COMMENT NOW! The 5 Most Divisive News Stories in the So-Called Post-Racial Era
We all bring our own perspectives to the table, especially when it comes to race. We consume the same media but draw different conclusions. We often see the same things but they affect us differently. This is true, but to a lesser extent, in matters of gender and class. For some reason, race alone continues to be the single most common denominator dividing this country.
Some think it’s because it’s one of the few issues that, as a society, we are artificially forced to hide. As Americans, we have gotten into this hypocritical stance of shunning racist talk to be polite even though those racist feelings have not dissipated. It is against this backdrop that the media continues to, perhaps unknowingly, perpetuate racial tensions within our society.
“It’s inappropriate to do racial stuff explicitly, you have to have some plausable deniability. And that idea is deservingness, the protestant work ethic and individualism. Those are the values used, that’s how race is primed,” said political psychologist David Lewis. “You find a way to paint someone as undeserving and almost nothing can be done. Issues such as affirmative action primes that resentment, reparations prime that resentment. And you resent anything, you can resent the guy that cut you off in traffic, you can resent the guy that delivers the mail, and it’s never explicitly racist…. plausible deniability.”
Here are the five most recent racially divisive new stories:
1. The Birther Movement
“The birther movement is directly tied to the belief that he (President Obama) doesn’t deserve to be president. He’s not even fully American.
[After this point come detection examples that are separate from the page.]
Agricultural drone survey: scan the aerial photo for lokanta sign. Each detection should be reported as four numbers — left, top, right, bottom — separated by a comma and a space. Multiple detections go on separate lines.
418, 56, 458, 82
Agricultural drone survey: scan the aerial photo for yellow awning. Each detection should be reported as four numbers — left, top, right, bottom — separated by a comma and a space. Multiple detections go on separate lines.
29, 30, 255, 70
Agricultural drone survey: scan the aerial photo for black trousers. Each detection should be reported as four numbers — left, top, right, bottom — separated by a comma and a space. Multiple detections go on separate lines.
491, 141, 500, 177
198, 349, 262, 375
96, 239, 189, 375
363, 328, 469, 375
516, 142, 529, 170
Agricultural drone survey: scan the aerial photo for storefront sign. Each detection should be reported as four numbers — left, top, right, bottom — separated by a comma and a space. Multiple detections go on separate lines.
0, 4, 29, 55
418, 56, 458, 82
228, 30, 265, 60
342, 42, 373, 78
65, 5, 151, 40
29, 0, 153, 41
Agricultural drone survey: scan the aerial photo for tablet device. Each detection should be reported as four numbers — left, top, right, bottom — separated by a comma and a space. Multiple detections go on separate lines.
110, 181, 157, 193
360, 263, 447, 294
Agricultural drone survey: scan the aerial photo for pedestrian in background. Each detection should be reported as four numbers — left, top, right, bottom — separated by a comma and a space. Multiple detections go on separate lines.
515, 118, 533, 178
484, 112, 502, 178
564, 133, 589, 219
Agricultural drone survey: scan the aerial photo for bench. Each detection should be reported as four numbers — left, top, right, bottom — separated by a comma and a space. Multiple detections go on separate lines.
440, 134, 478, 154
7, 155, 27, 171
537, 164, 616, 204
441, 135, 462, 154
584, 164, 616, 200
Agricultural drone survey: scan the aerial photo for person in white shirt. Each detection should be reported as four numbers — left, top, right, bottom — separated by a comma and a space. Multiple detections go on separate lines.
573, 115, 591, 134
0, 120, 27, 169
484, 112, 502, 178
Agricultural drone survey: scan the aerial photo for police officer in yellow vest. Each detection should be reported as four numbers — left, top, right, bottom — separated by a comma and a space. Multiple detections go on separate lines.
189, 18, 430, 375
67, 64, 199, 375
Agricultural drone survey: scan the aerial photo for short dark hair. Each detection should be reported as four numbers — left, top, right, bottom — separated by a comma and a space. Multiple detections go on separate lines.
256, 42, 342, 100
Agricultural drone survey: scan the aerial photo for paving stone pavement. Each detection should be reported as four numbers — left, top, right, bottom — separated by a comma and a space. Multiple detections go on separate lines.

He’s half African,” David Lewis said. “The norm is that it’s inappropriate to be racial, but it doesn’t mean that people don’t have those feelings.”
The birther movement, Lewis argued, is completely fueled by this emotional connection to deservingness, which is primed primarily by racial resentment.
2. Henry Louis Gates arrest
In the days after this event, the racial lines were drawn again. Many Blacks thought instantly about everytime they have been stopped by a police officer randomly. Many whites focused on the behavior of Gates as opposed to the legality of arresting a man at his own home. Many whites were quick to blame President Obama when he stepped in and said the police “acted stupidly.” In fact, his poll numbers plummeted immediately following this incident, especially among white men. What did we learn from this incident? Did it make us understand folks of other races any better or did it further cement our differences?
3. The shooting death of Oscar Grant
Oscar Grant was shot in the back by a BART cop in Oakland on New Year’s Day 2009.
While law enforcement tried to ensure the community it would conduct a thorough investigation, the Black community in Oakland protested. In their eyes, Grant was an innocent young man, a recent father and a son, whose only sin was being a Black man. It reignited age old tensions between the Black community and law enforcement. They thought of the countless excessive force complaints that are frequently covered up or overlooked by internal police reviews.
In Oscar Grant, we saw ourselves, our brothers, our sons, while many white people saw the killing of Oscar Grant as an isolated event. They focused on the disorderly protest that followed the shooting. They focused on the stress transit officers are under when having to deal with an unruly crowd.
“The officer leaned (in), was straddling over him and pointed his gun directly into the backside and shot (Grant),” said an attorney for Grant’s family, who added that he was handcuffed after he was shot. “This was not a deadly force situation.”
4. The beating death of Derrion Albert
Unlike Oscar Grant, 16-year-old Derrion Albert died at the hands of other Black people, youth. This melee was viewed all over the world. But once again our perspectives were different. While the brutality was undoubtedly as senseless and tragic to both communities, our conclusions, I imagine, were different.
I am not white but I imagine that this video evoked the stereotypes of Blacks as being lawless and violent people. How could it not? It must have reinforced their biases, caused them to lock their doors when diriving in a Black community, perhaps led them to cross the street when they saw a group of Black youth approaching them. In the days following this event, our leading white supremacist Web sites all featured the story. I know it lit up the conservative blogosphere.
But here’s what Essence wrote:
Derrion Albert is the most recent entry in a long list of tragedies piling up not just in Chicago, but all over the country. His death, while tragic, is not unique and we all know that. The destructive behavior of our youth has sunk to abysmal levels despite all the rallies, prayers, and changes in sentencing we’ve participated in or watched for decades. Those in the trenches know that any new idea, any new voice, any new anything that can change the hopeless tide of ruined young lives washing up both in cemeteries and penitentiaries should be welcomed because positive messages have been effectively muted.
5. Glenn Beck calls President Obama a racist
Glenn Beck was forced to take a little vacation following this incident. But he has since returned and is still is one of the most popular talk show host on television. And he still has very few Black viewers. Beck is one of the most racially divisive public figures in recent history. Here he continues to paint this narrative of there being two Americas and that Black America is out to get White America.